The importance of Australia’s supply chain for our livelihood makes it an attractive target and it’s vital we remain vigilant and prepared for the evolving nature of security risks.
Earlier this week, Ports Australia and its members met with the Aviation and Maritime Division at the Department of Home Affairs for a collaborative discussion on the Critical Infrastructure reforms. Ports Australia appreciates the Government’s appetite to further secure our nation’s infrastructure assets and their consultation on the revision of the Critical Infrastructure Bill thus far.
Ports Australia was joined by a range of representatives from the supply chain, transport, water, and utility sectors as witnesses at yesterday’s (Thursday 8 July 2021) public hearing Chaired by Senator James Paterson. Witnesses shared their perspectives on the Bill’s proposed review and how it can be pragmatically rethought to support how our industries operate, rather than creating unnecessary red tape for key supply chain players.
At the hearing, Ports Australia’s CEO, Mike Gallacher said the industry will support the government’s work once its current weaknesses are addressed.
‘We want to support this legislation, we will support it, but we want to see it work and that’s the key, we need to see it work… there is a glaring weakness in the legislation that has a real confusion as to who is actually responsible for the delivery of port services and we need to get it fixed otherwise the only people who are going to take advantage of it are going to be bad people,’ Mike said.
More work is needed to revise the Bill so it recognizes the intricacies of ports, like who is responsible for each moving part in their operations, what defines an infrastructure asset is critical, and how we can better co-design the security requirements for these assets so they align with operations.
To summarise, Ports Australia is calling for:
• Clearer definitions for responsibilities of entities, especially when recognizing that it should be port facility operators (stevedores for example) who are critical port assets, NOT the port operator.
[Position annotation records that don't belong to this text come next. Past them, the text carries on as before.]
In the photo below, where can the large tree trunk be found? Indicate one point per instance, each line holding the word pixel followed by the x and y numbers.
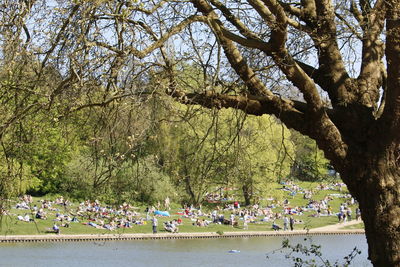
pixel 375 182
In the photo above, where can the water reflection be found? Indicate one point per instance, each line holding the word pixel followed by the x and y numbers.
pixel 193 252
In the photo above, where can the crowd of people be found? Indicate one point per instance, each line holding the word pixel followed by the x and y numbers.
pixel 101 216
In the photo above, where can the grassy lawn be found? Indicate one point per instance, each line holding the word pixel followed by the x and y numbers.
pixel 11 226
pixel 354 226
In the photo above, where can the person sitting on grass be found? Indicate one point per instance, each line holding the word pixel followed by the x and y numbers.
pixel 56 229
pixel 275 227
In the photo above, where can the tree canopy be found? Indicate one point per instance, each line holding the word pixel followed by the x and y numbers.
pixel 328 69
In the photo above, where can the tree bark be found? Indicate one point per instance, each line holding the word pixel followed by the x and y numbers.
pixel 375 182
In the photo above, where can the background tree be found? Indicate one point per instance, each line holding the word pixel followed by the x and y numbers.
pixel 297 69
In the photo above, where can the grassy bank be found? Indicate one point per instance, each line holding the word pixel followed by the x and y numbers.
pixel 10 225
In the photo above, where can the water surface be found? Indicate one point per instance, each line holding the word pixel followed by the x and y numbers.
pixel 255 251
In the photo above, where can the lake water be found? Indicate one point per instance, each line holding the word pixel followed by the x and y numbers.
pixel 190 252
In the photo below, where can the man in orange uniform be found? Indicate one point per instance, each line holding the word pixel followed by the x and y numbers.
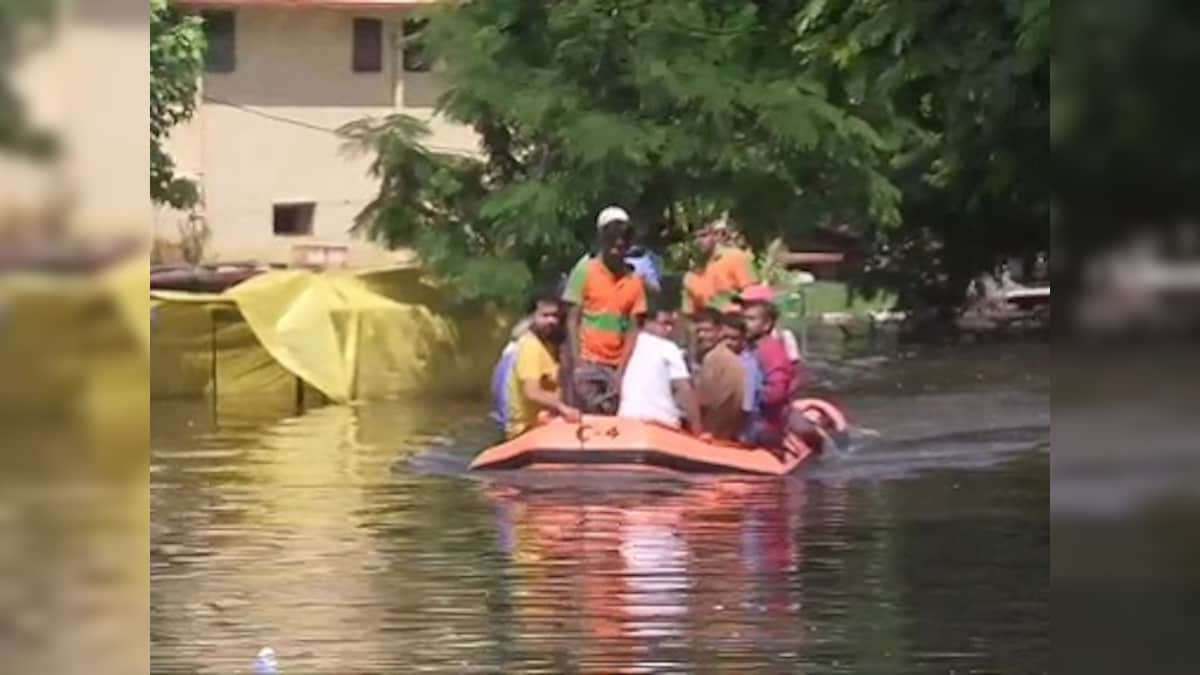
pixel 726 272
pixel 607 299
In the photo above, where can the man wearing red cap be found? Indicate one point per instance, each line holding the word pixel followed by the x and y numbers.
pixel 780 377
pixel 726 272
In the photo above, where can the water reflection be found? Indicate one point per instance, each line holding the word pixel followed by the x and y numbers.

This also extends to critical infrastructure assets where the definition of responsibilities must be clarified (concerning assets like intermodal terminals).
• The definition of critical infrastructure assets to be clarified so we can identify which assets are captured as critical (intermodal terminals for example).
• Continued industry engagement on the co-design of security requirements that properly align with the processes of supply chain operations.